Nested CLAUDE.md Files

Detailed instructions load automatically when working in these directories:

Directory Contains
infrastructure/ Essential commands, AppSet rules, ArgoCD/secret debugging
infrastructure/storage/ Storage classes, NFS CSI patterns, 10G performance tuning
infrastructure/database/ CNPG patterns, database DR procedures, serverName tracking
infrastructure/networking/ Gateway API routing patterns, HTTPRoute templates
my-apps/ App templates (minimal, web, secrets, storage), Helm+Kustomize patterns
my-apps/ai/ GPU workload patterns, llama-cpp backend
monitoring/ Monitoring pitfalls (S3 creds, ServiceMonitor selectors)

Custom Commands

Command Purpose
/project:new-app <category/name> Guided workflow for adding a new application
/project:add-backup <app-path> Add automatic backup to PVC(s)
/project:new-database <app-name> Create a CNPG database

Reference Examples

Pattern Reference Location
Minimal app my-apps/development/nginx/
GPU workload my-apps/ai/comfyui/
Complex app with storage my-apps/media/immich/
PVC with automatic backup my-apps/home/project-zomboid/pvc.yaml (backup on zomboid-data, unlabeled zomboid-server-files)
pvc-plumber operator manifests infrastructure/controllers/pvc-plumber/
VolSync configuration infrastructure/storage/volsync/
RustFS lifecycle policy infrastructure/storage/rustfs-lifecycle/
Helm + Kustomize infrastructure/controllers/1passwordconnect/
Database with CNPG infrastructure/database/cloudnative-pg/immich/
Database AppSet infrastructure/controllers/argocd/apps/appsets/database-appset.yaml
Gateway API routing infrastructure/networking/gateway/
OTEL Operator + Collectors infrastructure/controllers/opentelemetry-operator/
OTEL auto-instrumentation infrastructure/controllers/opentelemetry-operator/instrumentation.yaml
Jobs with ArgoCD hooks my-apps/development/posthog/core/jobs.yaml
Helm Job Kustomize patch my-apps/development/temporal/kustomization.yaml

Additional Documentation

Mink capture

Keep Mink updated during substantive work.

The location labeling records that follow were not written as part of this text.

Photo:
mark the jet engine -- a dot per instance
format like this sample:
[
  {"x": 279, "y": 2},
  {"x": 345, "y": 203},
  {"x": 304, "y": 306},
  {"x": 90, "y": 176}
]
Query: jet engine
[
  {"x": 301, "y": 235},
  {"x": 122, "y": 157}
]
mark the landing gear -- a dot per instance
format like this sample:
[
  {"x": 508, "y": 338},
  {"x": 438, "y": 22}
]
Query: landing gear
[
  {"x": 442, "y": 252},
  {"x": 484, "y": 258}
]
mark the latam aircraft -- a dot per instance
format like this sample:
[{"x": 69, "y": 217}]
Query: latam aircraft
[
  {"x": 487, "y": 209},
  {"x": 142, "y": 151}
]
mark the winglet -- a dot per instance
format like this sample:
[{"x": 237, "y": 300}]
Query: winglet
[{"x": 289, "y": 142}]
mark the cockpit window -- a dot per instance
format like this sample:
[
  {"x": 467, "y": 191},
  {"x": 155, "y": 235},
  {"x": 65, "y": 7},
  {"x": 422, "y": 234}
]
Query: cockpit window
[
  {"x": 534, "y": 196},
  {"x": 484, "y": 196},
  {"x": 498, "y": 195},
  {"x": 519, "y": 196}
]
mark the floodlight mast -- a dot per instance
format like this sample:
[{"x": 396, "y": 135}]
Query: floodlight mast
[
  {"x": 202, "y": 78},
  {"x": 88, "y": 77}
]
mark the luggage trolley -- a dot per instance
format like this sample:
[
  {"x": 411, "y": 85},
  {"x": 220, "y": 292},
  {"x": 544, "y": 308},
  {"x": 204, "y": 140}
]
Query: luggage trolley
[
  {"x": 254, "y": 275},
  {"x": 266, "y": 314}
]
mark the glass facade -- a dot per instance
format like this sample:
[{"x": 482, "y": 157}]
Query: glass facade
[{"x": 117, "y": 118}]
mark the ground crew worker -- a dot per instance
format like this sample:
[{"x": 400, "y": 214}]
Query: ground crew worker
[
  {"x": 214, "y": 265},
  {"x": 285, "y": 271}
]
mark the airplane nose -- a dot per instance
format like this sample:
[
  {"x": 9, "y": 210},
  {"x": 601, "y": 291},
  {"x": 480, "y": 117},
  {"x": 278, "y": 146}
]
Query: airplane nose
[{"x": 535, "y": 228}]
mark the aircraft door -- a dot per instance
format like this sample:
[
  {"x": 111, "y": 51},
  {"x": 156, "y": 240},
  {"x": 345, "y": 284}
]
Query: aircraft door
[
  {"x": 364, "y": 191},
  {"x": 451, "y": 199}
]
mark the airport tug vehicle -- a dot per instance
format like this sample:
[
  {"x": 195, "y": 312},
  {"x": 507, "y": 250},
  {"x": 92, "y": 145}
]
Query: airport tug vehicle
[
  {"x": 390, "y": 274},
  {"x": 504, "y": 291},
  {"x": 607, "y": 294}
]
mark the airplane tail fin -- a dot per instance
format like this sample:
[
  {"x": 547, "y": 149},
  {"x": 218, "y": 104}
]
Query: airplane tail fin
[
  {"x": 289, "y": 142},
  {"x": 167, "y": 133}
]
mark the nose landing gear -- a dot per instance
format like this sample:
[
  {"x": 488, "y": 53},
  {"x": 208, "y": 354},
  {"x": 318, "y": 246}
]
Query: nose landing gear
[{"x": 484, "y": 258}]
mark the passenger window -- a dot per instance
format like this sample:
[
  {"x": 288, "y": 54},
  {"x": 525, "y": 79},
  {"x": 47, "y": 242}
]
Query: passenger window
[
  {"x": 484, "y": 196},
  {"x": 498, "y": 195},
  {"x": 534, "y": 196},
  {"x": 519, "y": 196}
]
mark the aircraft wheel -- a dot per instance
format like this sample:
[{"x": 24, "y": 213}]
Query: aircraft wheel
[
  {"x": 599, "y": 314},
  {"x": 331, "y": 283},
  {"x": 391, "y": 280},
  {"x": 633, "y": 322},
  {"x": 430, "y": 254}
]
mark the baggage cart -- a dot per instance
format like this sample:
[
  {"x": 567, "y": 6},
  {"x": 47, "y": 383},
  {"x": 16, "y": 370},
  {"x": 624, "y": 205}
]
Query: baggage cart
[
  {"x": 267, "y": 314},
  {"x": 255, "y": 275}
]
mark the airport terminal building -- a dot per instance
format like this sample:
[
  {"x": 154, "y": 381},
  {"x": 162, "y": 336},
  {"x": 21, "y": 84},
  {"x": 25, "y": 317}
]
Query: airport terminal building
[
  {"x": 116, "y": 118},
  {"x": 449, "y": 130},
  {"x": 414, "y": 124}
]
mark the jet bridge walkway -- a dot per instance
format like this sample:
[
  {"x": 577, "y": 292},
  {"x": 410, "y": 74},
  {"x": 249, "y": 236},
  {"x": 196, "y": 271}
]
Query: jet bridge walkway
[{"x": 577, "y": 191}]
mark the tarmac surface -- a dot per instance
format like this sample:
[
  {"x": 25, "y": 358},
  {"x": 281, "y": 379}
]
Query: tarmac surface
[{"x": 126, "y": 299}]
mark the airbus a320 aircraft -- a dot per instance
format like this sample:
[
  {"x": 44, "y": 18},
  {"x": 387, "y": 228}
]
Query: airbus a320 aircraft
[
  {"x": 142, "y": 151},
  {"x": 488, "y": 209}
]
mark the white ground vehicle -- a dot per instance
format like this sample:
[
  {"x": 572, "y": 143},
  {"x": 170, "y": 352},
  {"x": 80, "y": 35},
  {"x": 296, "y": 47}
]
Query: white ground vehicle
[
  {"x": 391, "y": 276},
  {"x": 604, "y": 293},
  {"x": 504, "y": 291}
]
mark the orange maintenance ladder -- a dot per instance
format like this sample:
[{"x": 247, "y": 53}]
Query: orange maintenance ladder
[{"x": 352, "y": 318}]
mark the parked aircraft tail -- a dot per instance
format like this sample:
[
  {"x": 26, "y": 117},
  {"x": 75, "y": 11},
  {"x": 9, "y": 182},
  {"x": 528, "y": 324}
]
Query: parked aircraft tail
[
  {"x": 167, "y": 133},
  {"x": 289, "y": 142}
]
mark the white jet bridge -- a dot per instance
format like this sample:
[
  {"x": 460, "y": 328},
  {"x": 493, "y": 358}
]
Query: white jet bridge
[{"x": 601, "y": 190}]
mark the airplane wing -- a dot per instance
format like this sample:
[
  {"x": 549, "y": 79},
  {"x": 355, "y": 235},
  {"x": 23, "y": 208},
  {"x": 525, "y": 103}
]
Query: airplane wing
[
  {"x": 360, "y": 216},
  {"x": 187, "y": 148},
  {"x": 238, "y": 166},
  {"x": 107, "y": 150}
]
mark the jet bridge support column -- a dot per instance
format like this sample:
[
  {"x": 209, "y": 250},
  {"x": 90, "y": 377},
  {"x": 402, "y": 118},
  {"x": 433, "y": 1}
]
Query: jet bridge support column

Mink hooks may track session activity automatically, but durable project knowledge still needs explicit capture with mink note or the /mink:note skill.

Capture decisions that change architecture or operations, verified bug root causes, live-system gotchas, reusable patterns, and future-operator context. Do not capture routine edits, raw command output, or unverified hypotheses.

Use mink note --project talos-argocd-proxmox --category resources for durable runbooks/gotchas/patterns and --category projects for active decisions or followups. Mention saved Mink note paths in the final response.